Luego estuvo este momento en Grand Central. Qcho me pidió que le comprase jamón serrano y cuando llegó el tren me personé en el mercado donde una multitud discurría con cierta parsimonia mirando de lejos/cerca los atunes rojos, las frutas caras y quesos de sabe dios dónde. En la charcutería cogí mi turno como se hace en España, en uno de estos cacharros que siempre son rojos. Cuando me tocó le señalé la pata de jamón y pedí una libra (es decir, medio kilo). Siempre te dan una loncha para probar sobre un papel de estos acerados, es como un ritual donde tú siempre dices sí.
Mientras esperaba aparecieron dos viejitos argentinos que debían superar largamente los ochenta, tenían acento porteño y se estaban preguntando qué comprar. Les interrumpí diciendo que allí el jamón era muy bueno, que lo probasen. Me contestaron que no sabían cómo se decir cien gramos y bueno, los pedí yo por ellos. El señor, que quería demostrar que algo de inglés había estudiado, dijo que le gustaba cortado fino (thin) y en imperfecto inglés pidió lo contrario (thick). Fué fácil de enmendar.
En esa charcutería la caja está un poco aparte. Te dan las cosas y si no es mucho las llevas en persona y pagas. Nadie te controla, claro, que para eso es Grand Central. Le di $25 a una chica negra altísima con cara de tedio y me fui. Entonces me fijé que los dos viejitos se iban con su jamón en dirección contraria y se olvidaban de pagar.
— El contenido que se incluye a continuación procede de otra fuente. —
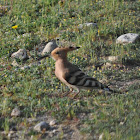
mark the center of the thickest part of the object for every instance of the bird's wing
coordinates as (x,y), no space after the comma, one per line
(78,78)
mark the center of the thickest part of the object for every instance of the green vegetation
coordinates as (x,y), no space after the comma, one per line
(37,91)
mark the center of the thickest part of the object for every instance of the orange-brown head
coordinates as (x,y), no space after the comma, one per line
(61,53)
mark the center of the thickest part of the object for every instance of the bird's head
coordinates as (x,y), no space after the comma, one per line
(61,53)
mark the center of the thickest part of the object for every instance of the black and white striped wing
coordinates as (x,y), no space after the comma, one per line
(78,78)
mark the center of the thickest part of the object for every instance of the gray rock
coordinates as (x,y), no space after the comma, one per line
(15,112)
(127,38)
(90,24)
(49,47)
(113,58)
(20,54)
(42,126)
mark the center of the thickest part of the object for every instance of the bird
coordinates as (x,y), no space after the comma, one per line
(71,75)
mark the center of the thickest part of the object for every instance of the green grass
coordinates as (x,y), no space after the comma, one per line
(37,91)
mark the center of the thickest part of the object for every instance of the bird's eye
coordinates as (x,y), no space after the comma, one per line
(57,52)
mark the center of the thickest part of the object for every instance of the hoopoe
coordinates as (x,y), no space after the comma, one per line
(71,75)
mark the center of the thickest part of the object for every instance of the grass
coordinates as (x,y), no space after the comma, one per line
(35,90)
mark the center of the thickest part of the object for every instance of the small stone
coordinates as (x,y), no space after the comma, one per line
(90,24)
(15,112)
(20,54)
(53,122)
(113,58)
(12,135)
(42,126)
(127,38)
(14,63)
(49,47)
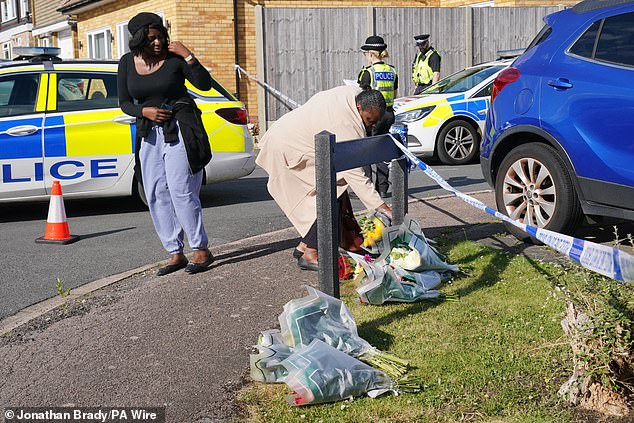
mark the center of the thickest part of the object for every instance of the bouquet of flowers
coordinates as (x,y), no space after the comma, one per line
(319,355)
(406,247)
(383,284)
(266,364)
(319,373)
(320,316)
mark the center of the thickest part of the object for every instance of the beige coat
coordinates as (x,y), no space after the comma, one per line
(288,154)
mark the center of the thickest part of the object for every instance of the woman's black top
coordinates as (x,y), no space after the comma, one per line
(164,85)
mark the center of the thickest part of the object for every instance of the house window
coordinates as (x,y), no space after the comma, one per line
(123,39)
(100,44)
(24,8)
(6,50)
(7,8)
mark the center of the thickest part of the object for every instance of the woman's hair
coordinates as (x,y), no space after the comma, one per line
(371,99)
(379,54)
(139,40)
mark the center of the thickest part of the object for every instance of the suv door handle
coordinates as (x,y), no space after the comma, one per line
(561,83)
(124,119)
(22,130)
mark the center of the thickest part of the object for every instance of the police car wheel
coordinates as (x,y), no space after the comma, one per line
(458,143)
(533,186)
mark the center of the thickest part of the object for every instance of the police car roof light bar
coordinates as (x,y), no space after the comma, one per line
(37,54)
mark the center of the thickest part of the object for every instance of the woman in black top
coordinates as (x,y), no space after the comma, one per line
(171,144)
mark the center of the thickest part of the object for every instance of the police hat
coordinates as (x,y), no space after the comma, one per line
(420,39)
(144,19)
(374,43)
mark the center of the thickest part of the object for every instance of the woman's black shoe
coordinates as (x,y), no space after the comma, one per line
(192,268)
(171,268)
(307,265)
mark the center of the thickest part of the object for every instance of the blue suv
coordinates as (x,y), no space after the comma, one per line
(559,135)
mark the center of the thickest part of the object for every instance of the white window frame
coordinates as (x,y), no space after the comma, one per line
(123,38)
(90,39)
(8,13)
(24,8)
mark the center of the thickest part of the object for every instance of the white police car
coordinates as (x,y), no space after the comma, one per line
(446,119)
(60,120)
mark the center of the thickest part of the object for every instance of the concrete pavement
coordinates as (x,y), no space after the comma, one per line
(183,341)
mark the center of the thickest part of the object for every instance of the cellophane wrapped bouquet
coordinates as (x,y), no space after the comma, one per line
(407,270)
(319,354)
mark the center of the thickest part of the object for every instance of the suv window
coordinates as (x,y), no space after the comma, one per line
(615,42)
(18,94)
(484,92)
(584,46)
(86,91)
(540,37)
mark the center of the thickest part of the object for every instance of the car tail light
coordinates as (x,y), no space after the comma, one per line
(235,115)
(507,76)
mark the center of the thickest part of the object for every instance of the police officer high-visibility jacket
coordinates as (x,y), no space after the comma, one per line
(422,69)
(382,77)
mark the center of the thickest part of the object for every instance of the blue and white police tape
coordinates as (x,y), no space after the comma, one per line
(603,259)
(290,102)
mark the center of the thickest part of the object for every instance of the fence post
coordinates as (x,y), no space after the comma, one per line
(260,67)
(327,214)
(399,190)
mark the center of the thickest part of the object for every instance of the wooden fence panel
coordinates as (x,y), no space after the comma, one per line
(310,50)
(505,28)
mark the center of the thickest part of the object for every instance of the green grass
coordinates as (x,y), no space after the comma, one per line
(497,354)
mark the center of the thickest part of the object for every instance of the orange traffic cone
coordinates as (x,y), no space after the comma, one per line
(56,226)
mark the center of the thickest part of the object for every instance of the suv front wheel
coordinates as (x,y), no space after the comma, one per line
(458,143)
(534,187)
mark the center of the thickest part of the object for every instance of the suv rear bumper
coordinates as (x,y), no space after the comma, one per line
(485,165)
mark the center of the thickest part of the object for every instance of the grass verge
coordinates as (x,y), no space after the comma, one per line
(497,354)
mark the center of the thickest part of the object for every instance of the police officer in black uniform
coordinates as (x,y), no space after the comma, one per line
(380,76)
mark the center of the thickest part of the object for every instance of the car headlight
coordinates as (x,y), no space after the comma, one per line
(413,115)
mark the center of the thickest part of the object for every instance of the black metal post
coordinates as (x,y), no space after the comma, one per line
(399,190)
(327,214)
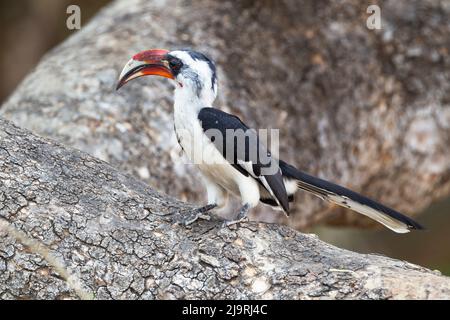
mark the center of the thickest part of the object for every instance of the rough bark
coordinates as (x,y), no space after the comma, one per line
(71,226)
(366,109)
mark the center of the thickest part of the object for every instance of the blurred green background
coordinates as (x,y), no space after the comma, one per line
(29,28)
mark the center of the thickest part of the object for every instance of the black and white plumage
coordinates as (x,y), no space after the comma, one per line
(232,165)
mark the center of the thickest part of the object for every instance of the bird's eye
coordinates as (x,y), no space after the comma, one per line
(175,64)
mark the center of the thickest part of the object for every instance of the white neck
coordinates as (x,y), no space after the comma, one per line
(186,101)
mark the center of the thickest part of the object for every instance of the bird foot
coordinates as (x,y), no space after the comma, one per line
(193,215)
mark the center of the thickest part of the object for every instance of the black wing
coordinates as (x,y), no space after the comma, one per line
(241,147)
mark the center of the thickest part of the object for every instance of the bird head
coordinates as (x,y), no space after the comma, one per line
(192,71)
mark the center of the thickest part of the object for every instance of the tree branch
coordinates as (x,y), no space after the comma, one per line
(71,226)
(364,108)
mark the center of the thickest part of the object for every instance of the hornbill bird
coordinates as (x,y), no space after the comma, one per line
(260,178)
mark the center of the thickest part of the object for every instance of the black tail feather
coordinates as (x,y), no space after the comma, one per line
(325,190)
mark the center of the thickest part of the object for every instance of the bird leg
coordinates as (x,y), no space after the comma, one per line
(193,215)
(241,216)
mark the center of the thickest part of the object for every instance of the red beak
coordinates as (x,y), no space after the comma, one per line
(146,63)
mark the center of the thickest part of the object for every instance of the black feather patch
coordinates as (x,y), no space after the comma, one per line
(216,121)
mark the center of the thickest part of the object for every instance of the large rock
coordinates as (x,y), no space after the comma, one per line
(71,226)
(367,109)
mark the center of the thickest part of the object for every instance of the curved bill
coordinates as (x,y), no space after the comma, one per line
(146,63)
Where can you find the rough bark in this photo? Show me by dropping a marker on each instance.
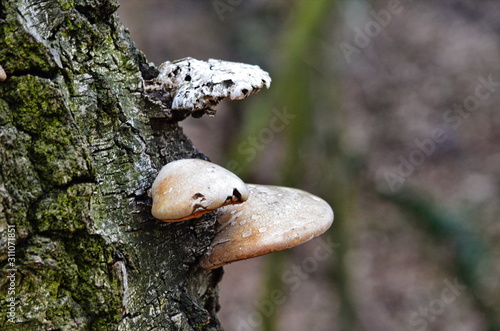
(80, 145)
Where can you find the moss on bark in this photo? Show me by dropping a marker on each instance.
(79, 146)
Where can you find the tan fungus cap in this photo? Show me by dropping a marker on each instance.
(272, 219)
(188, 188)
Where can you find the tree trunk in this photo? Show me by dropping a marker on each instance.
(80, 145)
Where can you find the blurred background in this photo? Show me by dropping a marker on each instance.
(386, 109)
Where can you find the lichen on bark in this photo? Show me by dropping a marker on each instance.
(80, 145)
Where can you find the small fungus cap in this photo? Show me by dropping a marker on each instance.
(188, 188)
(272, 219)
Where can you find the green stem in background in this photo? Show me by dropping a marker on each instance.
(292, 88)
(470, 250)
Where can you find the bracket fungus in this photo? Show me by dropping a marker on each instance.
(189, 188)
(195, 87)
(272, 219)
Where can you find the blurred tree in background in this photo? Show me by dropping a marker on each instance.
(388, 110)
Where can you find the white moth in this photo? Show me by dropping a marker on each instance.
(196, 86)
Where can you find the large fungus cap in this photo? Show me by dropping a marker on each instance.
(188, 188)
(272, 219)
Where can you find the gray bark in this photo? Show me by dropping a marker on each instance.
(80, 145)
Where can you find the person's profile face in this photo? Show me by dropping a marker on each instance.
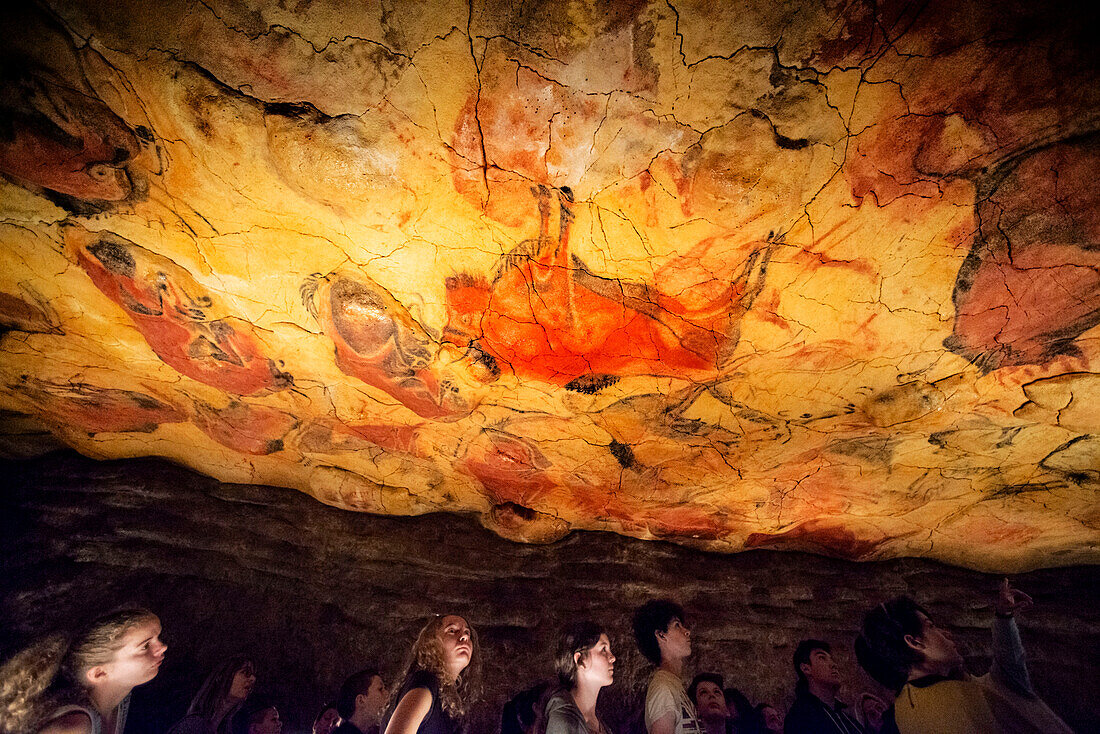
(822, 668)
(598, 664)
(327, 721)
(139, 656)
(675, 642)
(457, 642)
(268, 723)
(243, 682)
(937, 646)
(772, 720)
(710, 700)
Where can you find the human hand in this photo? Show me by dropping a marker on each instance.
(1011, 601)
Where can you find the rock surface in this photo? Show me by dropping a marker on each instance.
(316, 592)
(806, 275)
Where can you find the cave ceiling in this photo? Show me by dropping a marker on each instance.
(818, 276)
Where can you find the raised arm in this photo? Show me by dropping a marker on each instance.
(1010, 663)
(410, 711)
(666, 724)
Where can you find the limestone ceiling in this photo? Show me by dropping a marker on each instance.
(821, 276)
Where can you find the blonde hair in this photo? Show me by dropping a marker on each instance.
(455, 697)
(51, 671)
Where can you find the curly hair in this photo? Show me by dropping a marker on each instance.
(881, 648)
(51, 671)
(427, 654)
(651, 617)
(579, 637)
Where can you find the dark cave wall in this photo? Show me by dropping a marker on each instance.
(315, 592)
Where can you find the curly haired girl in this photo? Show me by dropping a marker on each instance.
(81, 683)
(440, 682)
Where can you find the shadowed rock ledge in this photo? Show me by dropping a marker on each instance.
(314, 591)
Quizás estaban robando a drede o por despiste, no había forma de saberlo. Pero me hizo gracia.
Les adelanté y algo más adelante me detuve en una panadería y compré apresuradamente la mejor barra que tienen, una maravilla oscura integral y pluscuamperfecta de cereales varios. Pagué y justo llegaban a paso lento los dos muy juntos, con el paquetito robado en una mano y agarrados de la otra.
Les saludé nuevamente y les dije que aquel jamón necesitaba un buen pan, así que se lo regalé. No cabían en su sorpresa. Ella me dio un beso, él la mano y me deseó suerte.